The best place to start for learning about statistics is HyperStatistics Online, at http://davidmlane.com/hyperstat/.  This is the best place it is a a nice statistics book, and it is a comprehensive list of other on line statistics books.  Most of these are basic to intermediate.  One book, the Statsoft text,  http://www.statsoft.com/textbook/   has the basics as well as fairly advanced topics.  Another, Statistics at square one  http://resources.bmj.com/bmj/readers/statistics-at-square-one/statistics-at-square-one   is a fairly introductory book, but from 1997.  Another approach is a site is Robert Niles' site Statistics Every Writer Should Know   http://www.robertniles.com/stats/   with plain English explanations for many basic statistical concepts.

People can also take free on line training classes on statistics, for example, from the North Carolina Center for Public Health Preparedness Training Web Site, http://nccphp.sph.unc.edu/training/index.php, or University of Minnesota's Midwest Center for Life-Long Learning in Public Health   http://www.sph.umn.edu/ce/mclph/   These classes offers a certificate at the end of the training.  StatTrek   http://stattrek.com/   also has a couple of on line tutorials.  Another project, from Claremont Graduate University is the Web Interface for Statistical Education   http://wise.cgu.edu/   also with some on line tutorials and links to resources. An open course from Carnegie Mellon http://oli.web.cmu.edu/openlearning/forstudents/freecourses.  is basically presenting material used in the course taught at the Univerity.

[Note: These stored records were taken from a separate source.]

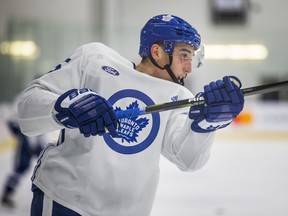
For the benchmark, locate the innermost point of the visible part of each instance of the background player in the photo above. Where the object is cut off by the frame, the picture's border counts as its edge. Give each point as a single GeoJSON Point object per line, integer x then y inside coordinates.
{"type": "Point", "coordinates": [27, 148]}
{"type": "Point", "coordinates": [109, 165]}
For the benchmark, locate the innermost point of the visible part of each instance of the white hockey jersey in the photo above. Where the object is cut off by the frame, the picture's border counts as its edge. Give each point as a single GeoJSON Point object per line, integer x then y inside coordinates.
{"type": "Point", "coordinates": [101, 175]}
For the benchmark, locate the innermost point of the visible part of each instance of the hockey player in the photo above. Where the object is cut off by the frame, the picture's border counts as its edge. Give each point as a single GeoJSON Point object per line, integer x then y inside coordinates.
{"type": "Point", "coordinates": [27, 149]}
{"type": "Point", "coordinates": [109, 165]}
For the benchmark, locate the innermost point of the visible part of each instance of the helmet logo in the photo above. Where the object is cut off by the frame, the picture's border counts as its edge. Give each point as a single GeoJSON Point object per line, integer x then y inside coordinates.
{"type": "Point", "coordinates": [167, 17]}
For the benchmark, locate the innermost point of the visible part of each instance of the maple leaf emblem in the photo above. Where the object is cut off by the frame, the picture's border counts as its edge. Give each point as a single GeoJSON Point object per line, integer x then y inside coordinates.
{"type": "Point", "coordinates": [129, 128]}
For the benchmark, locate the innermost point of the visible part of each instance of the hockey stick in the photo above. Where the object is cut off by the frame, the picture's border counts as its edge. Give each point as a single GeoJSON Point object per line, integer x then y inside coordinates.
{"type": "Point", "coordinates": [261, 89]}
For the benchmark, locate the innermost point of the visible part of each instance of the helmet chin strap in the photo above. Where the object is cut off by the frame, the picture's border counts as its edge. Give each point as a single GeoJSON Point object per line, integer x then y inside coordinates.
{"type": "Point", "coordinates": [167, 67]}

Also, the American Statistical Association has an on line journal, the Journal of Statistical Education, at http://www.amstat.org/publications/jse/  which has free articles about teaching statistics.  The  Consortium for the Advancement of Undergraduate Statistics Education at  http://www.causeweb.org/   is also about teaching statistics and has a great many links to texts, notes, journals, data sets, etc, in particular in the resources section.

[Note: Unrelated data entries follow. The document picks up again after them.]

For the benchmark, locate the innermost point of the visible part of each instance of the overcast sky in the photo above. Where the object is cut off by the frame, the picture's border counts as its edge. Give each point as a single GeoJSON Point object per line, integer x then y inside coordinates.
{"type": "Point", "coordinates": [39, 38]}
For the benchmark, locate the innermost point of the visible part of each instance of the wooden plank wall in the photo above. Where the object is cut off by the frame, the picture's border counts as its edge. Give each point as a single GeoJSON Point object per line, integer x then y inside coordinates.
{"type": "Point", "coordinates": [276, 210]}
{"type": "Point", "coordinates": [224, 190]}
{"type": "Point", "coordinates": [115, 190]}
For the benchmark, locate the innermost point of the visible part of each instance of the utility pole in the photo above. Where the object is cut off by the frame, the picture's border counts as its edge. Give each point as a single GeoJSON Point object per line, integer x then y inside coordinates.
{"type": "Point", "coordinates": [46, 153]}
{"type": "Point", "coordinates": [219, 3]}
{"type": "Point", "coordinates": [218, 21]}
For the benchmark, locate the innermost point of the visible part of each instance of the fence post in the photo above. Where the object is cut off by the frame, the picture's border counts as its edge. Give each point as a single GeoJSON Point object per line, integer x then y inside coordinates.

Since statistics is difficult to learn and it is not always clear to the general public how statistics may be useful, there is one project aimed at educating the public: the International Statistical Literacy Project  http://www.stat.auckland.ac.nz/~iase/islp/home   The mission of this project "is to support, create and participate in statistical literacy activities and promotion around the world."  A similar project is Statistical Literacy   http://www.statlit.org/   which basically is a central resources for events, and links to presentations and other information. A kind of related project is stats.org   http://www.stats.org/   from George Mason University. This project describes basic statistical terms but the main focus seems to be discussing news stories and how to understand the statistics in those news stories.

Two government websites also try to help the public understand statistics.  The Australian Bureau of Statistics  http://www.abs.gov.au/websitedbs/a3121120.nsf/home/Understanding%20statistics  has an on line class and a page defining statistical terms.  US's National Atlas has a page on Understanding Descriptive Statistics   http://www.nationalatlas.gov/articles/mapping/a_statistics.html  

There are a number of statistical associations.  An international association is the International Statistical Institute  http://isi-web.org/   . Some other associations are the American Statistical Assocation   http://www.amstat.org/   the International Chinese Statistical Association   http://www.icsa.org/   and the International Indian Statistical Association  http://www.intindstat.org/ . Statsci has a list of associations  http://www.statsci.org/soc.html   as does the International Statistical Institute  http://isi-web.org/statsoc/nsslist .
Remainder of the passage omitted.